Before she even knew it, her body was moving in time to the music. Dimly, she recognized the song
She raised her arms, singing along as a strange wave of euphoria rushed through her. She didn’t even mind that she was in the middle of the dance floor, all eyes on her, because right now Timothy was pressing himself against her. Every inch of his body was firm with muscle. He wrapped an arm around her shoulders, his powerful body effortlessly picking up her rhythm.
Heat flooded her body. All around them, people pressed in, but she’d already completely forgotten about her sister and her friends.
Even in the club’s darkness, Timothy’s eyes were still lit by that strange light—as if they were actual jewels. They shone like sapphires, the color of the ocean.
And she could smell the ocean on him. He smelled like clean water, like salt on wet skin and the wind coming in from the ocean, cool and fresh and wild.
They didn’t talk. Their bodies did the talking. For half an hour Liana found herself dancing with him, breathless and laughing and overwhelmed by that weird, wonderful feeling of being close to him.
She wasn’t a bad dancer—her body’d always effortlessly picked up on the rhythm, and she loved the feeling of losing herself in the music.
But she’d never had a partner like Timothy before. His body followed the swaying of hers as if they’d rehearsed it—or as if there was some magic at work that made them both move, pulling them this way and that.
In the flashes of light, he looked like an ancient warrior who’d come to life for her. The heat in his eyes seemed to intensify as he looked at her, his hands on her back as she raised her arms around his neck, the slinky, golden shirt showing off all of her gyrating curves.
She’d never before felt as sexy as she felt right now. Usually it took a drink to give her the courage to dance with a stranger. But if Timothy looked like an ancient warrior, the way he looked at her made her feel like a goddess.
As long as he looked at her with that heat in his eyes, it didn’t matter what anyone else thought of her dance moves right now.
At last, when the bass changed to a slower, low throb, he pressed close enough to speak into her ear over the music.
“Want to sit down and get a drink?”
His skin was hot and damp with perspiration. Liana trembled at the way he felt pressed against her like that. Beneath the clean, cool scent of fresh water, she could make out a hint of virile musk now, and that sent another wave of heat rushing through her.

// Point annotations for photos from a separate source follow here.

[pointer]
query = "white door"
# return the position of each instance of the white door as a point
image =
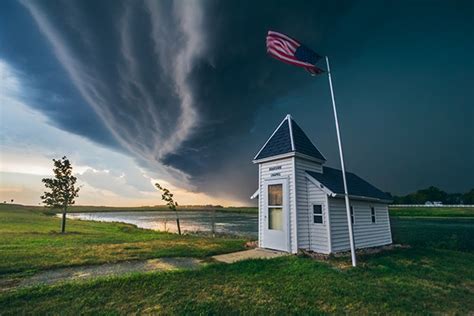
(276, 214)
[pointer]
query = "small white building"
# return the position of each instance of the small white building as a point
(301, 201)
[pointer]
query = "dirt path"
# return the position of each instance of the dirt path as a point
(109, 269)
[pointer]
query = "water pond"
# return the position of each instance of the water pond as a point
(240, 224)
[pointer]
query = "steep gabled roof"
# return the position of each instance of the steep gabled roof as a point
(332, 179)
(288, 137)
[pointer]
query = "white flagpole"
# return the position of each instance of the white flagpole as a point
(346, 194)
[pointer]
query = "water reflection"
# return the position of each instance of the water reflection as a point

She nodded breathlessly, not trusting herself to speak.
A moment later, his hand on her back steered her to a miraculously free alcove. It must have been reserved for him, because there was already a bottle of champagne waiting for him—the real, expensive stuff, Liana saw with wide eyes as she settled down.
Across the dance floor, she could see her sister give her a thumbs-up, and she felt her face heat.
This sort of thing never happened to her. When her sister got her a date, the guy would usually be nice enough to get her a drink and dance for a while—but no one had ever looked at her the way Timothy did. No one had ever moved like him, as if his body knew her moves before she even knew herself.
Of course, most guys fled as soon as Liana opened her mouth afterward and outed herself as a big, embarrassing geek.